In short, he commented, oral agents are neither superior nor inferior to intravenous drugs, both have clinical trade-offs, and cost remains an issue regardless of route of administration.

Private practice vs hospital-based care is fast becoming a major issue—with hospitals winning because physicians are moving there, and hospitals are making a concerted effort to increase their share of the market, said Eric Hammelman, MBA, Vice President, Avalere Health, LLC, Washington, DC. In theory, Medicare reimburses hospitals and physicians the same for the same drug, but utilization differences result in bottom-line payment differences, so hospitals make more money. (There is, however, evidence that hospitals are reimbursed at a higher rate for the same drugs.)

“These trends complicate efforts by payers to control spending and implement new payment methods for oncologic care,” Mr. Hammelman said.

Value-Based Insurance

Dr. Fendrick described value-based insurance design. “It reduces barriers to high-value clinical services and providers and discourages use of services and providers that are of lower value. Value-based insurance is driven by clinical nuance, which recognizes that medical services differ in the benefit provided. Benefit derived from a specific service depends on three factors: characteristics of the patient receiving it, the provider, and where the service is delivered. Plans incorporating value-based insurance establish lower cost-sharing on high-value services, drugs, providers, and settings as a means to increase utilization that represents worthwhile investment in health.”

Value-based insurance can be applied to drugs by ensuring that cost-sharing is related to clinical value, not simply acquisition cost. It works by imposing no more than modest cost-sharing in high-value medicines and abolishing four- and five-tier rankings to promote access to all medically necessary treatments. This approach limits clinical differentiation among treatments but provides access to all potentially important ones. Payers can be more selective by lowering high cost-sharing for drugs that consistently deliver outstanding value, which can then be moved from higher to lower tiers.

Moreover, value-based insurance reduces cost-sharing in accordance with patient- or disease-specific characteristics. Therapies are then readily available to those who will benefit from them, but not so easily accessible to those unlikely to benefit.
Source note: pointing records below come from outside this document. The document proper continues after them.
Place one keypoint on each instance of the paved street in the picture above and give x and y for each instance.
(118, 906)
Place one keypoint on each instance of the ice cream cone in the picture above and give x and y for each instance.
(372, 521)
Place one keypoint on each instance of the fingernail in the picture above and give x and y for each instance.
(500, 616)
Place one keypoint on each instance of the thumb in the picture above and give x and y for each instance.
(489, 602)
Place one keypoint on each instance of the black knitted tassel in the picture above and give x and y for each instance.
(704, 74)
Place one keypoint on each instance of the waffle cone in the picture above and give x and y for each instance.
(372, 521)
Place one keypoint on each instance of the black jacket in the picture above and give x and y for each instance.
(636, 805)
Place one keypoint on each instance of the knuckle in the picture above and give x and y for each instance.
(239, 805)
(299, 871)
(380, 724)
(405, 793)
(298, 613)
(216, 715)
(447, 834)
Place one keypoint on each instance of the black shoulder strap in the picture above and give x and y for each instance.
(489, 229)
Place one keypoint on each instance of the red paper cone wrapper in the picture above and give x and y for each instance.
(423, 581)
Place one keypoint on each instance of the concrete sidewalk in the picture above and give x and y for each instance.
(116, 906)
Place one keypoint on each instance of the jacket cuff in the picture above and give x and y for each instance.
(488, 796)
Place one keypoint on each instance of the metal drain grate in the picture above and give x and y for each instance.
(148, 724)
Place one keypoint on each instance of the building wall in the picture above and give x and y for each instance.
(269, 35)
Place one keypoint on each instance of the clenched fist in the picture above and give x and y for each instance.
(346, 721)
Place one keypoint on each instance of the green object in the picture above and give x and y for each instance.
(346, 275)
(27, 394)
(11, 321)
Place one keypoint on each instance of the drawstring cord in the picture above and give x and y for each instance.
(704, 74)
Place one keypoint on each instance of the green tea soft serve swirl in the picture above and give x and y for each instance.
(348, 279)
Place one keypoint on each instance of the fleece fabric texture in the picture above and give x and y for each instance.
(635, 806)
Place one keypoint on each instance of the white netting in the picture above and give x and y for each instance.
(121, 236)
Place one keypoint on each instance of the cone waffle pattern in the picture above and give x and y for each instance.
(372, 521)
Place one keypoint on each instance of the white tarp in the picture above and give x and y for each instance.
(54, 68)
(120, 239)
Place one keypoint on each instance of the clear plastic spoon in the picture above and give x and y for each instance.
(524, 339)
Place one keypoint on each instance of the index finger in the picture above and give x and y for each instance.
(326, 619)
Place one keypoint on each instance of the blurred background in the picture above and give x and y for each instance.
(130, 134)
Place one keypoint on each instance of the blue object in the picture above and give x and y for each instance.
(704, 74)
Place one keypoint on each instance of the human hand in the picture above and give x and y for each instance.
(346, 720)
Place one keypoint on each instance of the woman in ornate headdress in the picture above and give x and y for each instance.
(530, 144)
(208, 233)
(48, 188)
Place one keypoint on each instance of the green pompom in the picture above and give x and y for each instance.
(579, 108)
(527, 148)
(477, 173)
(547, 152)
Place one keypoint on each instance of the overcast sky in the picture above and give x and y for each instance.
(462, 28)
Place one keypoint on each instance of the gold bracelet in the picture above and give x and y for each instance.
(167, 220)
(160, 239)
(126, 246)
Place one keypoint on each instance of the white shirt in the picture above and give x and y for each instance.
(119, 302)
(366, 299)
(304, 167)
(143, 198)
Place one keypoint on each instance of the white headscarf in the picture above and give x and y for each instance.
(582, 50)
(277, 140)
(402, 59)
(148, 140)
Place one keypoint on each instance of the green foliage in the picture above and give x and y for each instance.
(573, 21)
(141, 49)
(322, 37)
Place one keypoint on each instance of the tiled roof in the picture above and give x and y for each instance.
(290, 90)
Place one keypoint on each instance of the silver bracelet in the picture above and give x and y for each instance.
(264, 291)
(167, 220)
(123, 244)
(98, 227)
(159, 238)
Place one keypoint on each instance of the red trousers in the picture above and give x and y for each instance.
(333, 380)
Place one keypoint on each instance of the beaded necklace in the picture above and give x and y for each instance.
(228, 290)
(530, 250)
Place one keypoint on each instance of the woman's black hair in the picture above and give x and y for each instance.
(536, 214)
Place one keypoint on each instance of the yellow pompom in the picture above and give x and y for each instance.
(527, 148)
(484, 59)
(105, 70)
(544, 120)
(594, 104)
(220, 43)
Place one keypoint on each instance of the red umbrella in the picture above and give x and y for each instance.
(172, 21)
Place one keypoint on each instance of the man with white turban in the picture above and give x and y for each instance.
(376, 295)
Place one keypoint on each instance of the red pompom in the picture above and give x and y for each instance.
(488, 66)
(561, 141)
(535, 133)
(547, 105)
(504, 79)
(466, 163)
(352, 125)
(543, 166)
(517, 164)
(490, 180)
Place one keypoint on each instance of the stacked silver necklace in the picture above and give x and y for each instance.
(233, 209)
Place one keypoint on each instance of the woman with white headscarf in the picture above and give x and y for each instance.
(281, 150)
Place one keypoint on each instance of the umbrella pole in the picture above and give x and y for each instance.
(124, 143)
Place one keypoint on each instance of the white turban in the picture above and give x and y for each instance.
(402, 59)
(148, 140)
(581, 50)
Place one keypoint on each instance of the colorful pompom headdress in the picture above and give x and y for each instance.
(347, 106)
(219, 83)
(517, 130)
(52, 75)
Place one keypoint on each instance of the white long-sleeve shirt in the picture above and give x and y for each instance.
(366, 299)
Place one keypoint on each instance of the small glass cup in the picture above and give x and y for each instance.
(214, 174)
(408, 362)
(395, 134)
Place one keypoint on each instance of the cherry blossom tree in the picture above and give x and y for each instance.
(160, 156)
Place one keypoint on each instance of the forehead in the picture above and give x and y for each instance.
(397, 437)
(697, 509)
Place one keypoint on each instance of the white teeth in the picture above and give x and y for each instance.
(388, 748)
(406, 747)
Value-based insurance also relieves patients of high cost-sharing after failure on a different medicine. If a patient does not respond well to first-line treatment, that “good soldier” can be “rewarded” with a second line of specialty medicine without high cost-sharing. Finally, this approach offers lower cost-sharing for patients who choose cost-effective, efficient providers. ■

Disclosure: Drs. Chalkidou and Conti reported no potential conflicts of interest.